Lidamos com o Dr. Albano Silva desde 1996, noutro semanário, e, a partir dessa altura, começamos a divergir naquilo que ele acha relevante um jornal publicar. Para Albano Silva, os seus inimigos e adversários deveriam ser, igualmente, inimigos e adversários do jornal, o que é inaceitável quanto a nós. Para Albano Silva, um procurador da República, um juíz, um jornalista que não pactuem com as suas teses jurídicas, então, são colaboradores do crime organizado! Para ele, e pelos vistos, um jornal que ouse apresentar uma versão de acontecimentos diferente do seu pensamento, então, esse jornal colabora com o crime organizado. Por isso, nos considera um jornal hostil a si.

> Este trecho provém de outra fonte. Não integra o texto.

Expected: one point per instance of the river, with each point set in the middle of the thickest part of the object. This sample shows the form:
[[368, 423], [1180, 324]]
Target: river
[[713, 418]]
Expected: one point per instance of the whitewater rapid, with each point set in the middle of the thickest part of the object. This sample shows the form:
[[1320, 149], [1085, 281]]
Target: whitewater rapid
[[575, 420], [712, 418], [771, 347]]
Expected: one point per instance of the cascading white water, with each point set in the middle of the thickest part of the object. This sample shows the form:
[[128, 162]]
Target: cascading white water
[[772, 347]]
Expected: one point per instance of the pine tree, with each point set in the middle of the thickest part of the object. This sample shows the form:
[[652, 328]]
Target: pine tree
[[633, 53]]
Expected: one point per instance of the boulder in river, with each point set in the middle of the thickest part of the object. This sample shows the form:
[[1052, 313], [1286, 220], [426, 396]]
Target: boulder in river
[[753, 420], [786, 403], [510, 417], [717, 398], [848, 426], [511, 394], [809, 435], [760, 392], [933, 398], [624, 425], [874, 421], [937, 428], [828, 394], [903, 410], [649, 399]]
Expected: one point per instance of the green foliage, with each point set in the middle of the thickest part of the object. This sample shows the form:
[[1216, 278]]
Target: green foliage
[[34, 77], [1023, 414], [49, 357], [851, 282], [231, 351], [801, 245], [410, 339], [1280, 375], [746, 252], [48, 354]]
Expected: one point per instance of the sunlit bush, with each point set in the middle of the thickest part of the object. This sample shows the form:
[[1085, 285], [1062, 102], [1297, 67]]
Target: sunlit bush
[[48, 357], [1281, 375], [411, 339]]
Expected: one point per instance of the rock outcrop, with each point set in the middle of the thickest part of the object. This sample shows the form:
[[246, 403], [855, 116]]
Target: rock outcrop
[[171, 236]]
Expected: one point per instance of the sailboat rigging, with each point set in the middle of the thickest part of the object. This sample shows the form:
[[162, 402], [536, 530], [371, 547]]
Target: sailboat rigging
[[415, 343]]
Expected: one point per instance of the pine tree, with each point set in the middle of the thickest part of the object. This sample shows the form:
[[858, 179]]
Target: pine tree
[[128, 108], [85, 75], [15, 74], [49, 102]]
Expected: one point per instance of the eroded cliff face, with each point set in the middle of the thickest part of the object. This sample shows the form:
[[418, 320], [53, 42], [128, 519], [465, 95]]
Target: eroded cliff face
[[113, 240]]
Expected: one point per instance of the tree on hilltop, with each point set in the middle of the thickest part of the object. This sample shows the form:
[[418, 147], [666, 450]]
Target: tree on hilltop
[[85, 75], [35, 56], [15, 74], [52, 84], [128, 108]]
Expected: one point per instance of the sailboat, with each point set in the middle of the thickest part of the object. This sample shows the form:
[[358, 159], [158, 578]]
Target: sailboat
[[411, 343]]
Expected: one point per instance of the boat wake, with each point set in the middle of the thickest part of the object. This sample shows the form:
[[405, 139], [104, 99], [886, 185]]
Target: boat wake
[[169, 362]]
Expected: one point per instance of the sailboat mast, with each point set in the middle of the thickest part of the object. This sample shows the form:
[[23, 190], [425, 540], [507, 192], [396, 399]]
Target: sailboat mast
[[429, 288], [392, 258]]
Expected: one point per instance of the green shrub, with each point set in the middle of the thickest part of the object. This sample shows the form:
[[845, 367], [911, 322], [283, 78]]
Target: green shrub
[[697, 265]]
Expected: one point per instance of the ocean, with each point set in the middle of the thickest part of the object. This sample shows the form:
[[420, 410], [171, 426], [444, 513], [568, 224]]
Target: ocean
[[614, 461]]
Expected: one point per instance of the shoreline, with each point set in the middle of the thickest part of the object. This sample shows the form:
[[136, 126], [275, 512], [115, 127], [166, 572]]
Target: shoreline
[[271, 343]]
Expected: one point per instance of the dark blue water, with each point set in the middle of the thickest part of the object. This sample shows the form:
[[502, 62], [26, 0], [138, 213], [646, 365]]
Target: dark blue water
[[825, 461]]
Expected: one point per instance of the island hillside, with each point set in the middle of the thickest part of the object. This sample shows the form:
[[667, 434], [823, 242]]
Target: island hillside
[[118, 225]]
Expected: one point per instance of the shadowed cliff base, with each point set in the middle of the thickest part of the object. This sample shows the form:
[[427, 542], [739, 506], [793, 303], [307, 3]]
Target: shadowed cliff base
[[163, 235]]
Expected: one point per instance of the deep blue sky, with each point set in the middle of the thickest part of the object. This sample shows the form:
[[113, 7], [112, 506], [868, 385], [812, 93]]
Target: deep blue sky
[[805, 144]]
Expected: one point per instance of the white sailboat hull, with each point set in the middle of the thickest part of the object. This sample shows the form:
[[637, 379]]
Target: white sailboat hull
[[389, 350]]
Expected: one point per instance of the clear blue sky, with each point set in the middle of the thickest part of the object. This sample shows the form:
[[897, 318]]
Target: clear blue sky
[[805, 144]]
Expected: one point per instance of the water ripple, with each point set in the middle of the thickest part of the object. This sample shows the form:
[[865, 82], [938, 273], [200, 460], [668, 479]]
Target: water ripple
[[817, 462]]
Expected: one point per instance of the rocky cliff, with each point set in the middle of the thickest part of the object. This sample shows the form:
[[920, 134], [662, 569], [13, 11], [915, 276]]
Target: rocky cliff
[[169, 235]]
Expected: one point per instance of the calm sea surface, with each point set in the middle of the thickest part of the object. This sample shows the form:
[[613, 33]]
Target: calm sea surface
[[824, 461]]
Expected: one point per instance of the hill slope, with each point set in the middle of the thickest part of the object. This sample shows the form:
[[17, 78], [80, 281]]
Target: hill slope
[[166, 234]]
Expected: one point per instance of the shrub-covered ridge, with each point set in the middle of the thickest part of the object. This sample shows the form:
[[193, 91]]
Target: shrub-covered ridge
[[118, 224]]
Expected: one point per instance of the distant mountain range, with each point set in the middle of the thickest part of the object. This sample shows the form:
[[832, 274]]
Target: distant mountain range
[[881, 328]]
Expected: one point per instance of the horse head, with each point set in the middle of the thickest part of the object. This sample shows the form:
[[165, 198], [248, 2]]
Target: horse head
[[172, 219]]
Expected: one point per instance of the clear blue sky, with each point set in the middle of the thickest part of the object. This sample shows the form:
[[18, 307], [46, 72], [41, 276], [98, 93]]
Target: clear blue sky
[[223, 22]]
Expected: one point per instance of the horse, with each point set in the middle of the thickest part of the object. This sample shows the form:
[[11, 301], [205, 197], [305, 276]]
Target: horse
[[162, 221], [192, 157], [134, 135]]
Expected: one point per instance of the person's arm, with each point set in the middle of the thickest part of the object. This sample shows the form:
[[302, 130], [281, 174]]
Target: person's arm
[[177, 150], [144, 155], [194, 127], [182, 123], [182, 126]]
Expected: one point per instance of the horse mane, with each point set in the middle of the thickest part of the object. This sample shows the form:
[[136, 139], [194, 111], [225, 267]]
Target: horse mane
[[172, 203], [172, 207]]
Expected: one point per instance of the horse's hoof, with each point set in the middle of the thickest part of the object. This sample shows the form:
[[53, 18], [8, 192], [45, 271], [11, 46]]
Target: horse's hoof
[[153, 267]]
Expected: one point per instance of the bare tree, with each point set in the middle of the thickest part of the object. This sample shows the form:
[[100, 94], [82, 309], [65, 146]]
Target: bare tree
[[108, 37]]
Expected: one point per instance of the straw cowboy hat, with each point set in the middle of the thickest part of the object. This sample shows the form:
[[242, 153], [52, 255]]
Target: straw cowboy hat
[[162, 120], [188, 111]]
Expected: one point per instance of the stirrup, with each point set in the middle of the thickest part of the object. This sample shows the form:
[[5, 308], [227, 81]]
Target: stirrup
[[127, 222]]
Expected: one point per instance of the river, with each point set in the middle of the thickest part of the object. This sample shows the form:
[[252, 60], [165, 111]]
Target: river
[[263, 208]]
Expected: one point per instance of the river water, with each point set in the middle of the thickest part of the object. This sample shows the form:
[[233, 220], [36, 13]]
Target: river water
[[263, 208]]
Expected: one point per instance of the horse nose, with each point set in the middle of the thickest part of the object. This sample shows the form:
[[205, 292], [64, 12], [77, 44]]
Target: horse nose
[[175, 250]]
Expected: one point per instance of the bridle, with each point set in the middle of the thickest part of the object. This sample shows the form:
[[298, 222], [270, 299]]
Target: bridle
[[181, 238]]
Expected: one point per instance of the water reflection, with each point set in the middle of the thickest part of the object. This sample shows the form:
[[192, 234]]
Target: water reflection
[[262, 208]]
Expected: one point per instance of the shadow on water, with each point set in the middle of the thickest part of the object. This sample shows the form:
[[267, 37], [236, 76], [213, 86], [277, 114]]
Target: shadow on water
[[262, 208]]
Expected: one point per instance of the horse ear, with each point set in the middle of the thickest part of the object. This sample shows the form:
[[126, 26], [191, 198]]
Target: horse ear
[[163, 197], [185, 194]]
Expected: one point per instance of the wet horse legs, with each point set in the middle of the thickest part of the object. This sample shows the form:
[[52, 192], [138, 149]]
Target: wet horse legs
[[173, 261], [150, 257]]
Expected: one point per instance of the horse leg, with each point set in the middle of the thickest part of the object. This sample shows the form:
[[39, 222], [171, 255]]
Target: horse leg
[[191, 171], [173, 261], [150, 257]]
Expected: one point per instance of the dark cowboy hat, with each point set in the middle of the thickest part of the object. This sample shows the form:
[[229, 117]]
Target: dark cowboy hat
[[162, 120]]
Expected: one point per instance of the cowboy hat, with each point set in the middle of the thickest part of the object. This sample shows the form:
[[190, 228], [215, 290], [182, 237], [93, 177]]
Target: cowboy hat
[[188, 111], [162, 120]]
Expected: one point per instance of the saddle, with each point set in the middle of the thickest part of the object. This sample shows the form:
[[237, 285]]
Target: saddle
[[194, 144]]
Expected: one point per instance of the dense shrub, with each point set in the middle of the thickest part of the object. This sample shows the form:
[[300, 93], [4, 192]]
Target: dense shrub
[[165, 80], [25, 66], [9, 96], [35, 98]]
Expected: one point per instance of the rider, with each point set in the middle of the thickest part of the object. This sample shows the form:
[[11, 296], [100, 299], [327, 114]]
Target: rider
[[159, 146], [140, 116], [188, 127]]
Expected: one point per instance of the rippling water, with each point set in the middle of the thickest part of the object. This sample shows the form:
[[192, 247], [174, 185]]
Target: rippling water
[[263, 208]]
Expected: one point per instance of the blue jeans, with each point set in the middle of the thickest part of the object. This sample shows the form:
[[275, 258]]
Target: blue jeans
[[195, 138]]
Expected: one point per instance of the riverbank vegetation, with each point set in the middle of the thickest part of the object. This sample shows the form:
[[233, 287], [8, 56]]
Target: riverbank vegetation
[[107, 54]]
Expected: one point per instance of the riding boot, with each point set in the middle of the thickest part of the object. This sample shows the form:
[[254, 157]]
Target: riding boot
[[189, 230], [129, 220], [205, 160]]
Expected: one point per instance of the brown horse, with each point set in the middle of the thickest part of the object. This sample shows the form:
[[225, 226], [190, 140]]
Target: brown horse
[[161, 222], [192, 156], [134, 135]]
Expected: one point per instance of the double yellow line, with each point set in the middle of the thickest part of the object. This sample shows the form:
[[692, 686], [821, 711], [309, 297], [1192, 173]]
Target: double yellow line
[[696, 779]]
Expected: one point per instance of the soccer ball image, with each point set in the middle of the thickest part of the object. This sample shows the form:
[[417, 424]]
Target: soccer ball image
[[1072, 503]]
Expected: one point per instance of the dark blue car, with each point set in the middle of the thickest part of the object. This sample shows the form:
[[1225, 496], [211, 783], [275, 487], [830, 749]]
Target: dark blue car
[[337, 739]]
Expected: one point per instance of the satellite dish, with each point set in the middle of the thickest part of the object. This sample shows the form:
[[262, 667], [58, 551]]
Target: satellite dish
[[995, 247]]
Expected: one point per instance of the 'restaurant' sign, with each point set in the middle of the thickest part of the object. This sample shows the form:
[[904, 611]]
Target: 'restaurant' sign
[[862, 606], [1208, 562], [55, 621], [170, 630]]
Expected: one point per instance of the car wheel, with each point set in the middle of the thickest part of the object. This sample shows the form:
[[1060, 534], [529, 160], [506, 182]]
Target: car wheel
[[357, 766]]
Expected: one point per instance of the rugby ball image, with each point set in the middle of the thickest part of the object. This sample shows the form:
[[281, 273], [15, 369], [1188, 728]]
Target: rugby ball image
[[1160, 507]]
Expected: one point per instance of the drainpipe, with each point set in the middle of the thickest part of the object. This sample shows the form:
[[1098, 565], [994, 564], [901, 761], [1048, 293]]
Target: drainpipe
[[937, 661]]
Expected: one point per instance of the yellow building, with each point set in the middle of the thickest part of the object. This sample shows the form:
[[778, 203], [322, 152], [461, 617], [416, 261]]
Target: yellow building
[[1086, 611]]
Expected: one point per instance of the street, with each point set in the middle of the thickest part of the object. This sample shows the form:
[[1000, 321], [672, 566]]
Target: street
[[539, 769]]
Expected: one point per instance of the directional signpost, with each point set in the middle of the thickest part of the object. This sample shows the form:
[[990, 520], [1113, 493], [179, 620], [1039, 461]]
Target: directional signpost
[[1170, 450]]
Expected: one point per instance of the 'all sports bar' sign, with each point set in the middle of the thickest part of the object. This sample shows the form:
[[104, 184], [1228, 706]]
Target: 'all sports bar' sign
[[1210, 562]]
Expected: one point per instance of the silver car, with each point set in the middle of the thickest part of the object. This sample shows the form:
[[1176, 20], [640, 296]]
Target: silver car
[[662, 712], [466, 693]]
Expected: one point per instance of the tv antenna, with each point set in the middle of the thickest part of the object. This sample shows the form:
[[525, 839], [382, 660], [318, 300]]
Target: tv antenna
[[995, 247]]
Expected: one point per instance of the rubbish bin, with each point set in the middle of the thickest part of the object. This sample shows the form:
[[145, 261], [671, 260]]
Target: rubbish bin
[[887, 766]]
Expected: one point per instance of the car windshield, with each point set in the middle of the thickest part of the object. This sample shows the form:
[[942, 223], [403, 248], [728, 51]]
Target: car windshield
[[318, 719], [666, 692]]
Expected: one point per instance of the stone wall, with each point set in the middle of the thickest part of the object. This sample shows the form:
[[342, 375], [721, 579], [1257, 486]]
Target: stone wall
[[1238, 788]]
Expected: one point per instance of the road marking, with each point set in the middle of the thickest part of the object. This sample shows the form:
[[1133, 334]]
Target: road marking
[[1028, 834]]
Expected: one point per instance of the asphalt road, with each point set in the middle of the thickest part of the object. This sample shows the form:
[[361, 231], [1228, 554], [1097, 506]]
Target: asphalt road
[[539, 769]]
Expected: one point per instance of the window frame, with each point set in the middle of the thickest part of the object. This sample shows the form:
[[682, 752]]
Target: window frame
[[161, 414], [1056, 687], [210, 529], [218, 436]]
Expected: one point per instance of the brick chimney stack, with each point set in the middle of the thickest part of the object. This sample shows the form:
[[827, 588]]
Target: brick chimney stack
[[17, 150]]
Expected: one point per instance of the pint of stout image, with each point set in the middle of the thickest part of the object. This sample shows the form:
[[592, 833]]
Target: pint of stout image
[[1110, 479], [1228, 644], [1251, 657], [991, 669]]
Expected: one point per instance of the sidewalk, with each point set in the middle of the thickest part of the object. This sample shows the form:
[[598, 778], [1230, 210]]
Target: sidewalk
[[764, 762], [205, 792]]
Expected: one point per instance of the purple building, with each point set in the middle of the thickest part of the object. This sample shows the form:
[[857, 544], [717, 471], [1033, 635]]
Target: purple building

Seja qual for a sua apreciação sobre o nosso trabalho, conti-nuamos a garantir que aqui, neste pequeno cantinho, Albano Silva não dá e jamais dará ordens editoriais.
Era isto o que se-nos oferecia dizer sobre a prosa de Albano Silva. Há muito mais coisas a dizer sobre esta figura esquisitamente interessante da nossa praça pública, mas o espaço de jornal não dá para dizer tudo.